One of the reasons I was brought into Felda was because I was not a politician. But when I retired in 2001, that requirement had changed. They wanted a politician. They said that although I was a first class administrator, I was not a politician. In the early days, they did not want politics to be involved, but because of the strength of the settler votes, politics overrode.
We kept away from people who were critical. One of the ministers was critical that Felda was not efficient. I told him in the estates you can fire your workers if they don’t perform. But how do you do this with settlers? The settlers had their personal habits, and were easily satisfied .
I told the these government politicians, “You created us like a penguin, but you want us to fly like a pigeon.”

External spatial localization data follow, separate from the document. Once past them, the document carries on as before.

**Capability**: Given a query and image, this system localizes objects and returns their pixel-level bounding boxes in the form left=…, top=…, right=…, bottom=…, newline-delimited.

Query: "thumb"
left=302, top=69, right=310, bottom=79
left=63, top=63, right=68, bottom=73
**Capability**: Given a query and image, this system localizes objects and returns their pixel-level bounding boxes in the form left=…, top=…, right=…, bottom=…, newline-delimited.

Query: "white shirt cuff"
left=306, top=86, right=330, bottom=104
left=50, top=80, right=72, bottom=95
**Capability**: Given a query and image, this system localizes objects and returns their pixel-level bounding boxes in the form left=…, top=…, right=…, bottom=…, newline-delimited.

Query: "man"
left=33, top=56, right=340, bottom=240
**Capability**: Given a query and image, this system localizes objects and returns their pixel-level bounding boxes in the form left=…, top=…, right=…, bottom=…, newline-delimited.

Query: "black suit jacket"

Sometimes, even the opposition politicians were more supportive than government politicians. One of the DAP politicians had even volunteered to help out at scheme levels, but the UMNO people were very critical. The politicians kept on mentioning social problems in the schemes. I reiterated that these issues were in existence from their original environment in the kampungs.
There was another situation, where a group of settlers were working far away and could not get to the mosque, and they prayed zuhur in the plantation. So these politicians wanted these people to be evicted, because according to them, the settlers were practising a different cult. I had to defend them.
One politician insisted I transfer a scheme manager because he refused to put up campaign posters. It was not his job to put up posters and I defended his right to refuse. People should not be victimised for a wrong they didn’t do.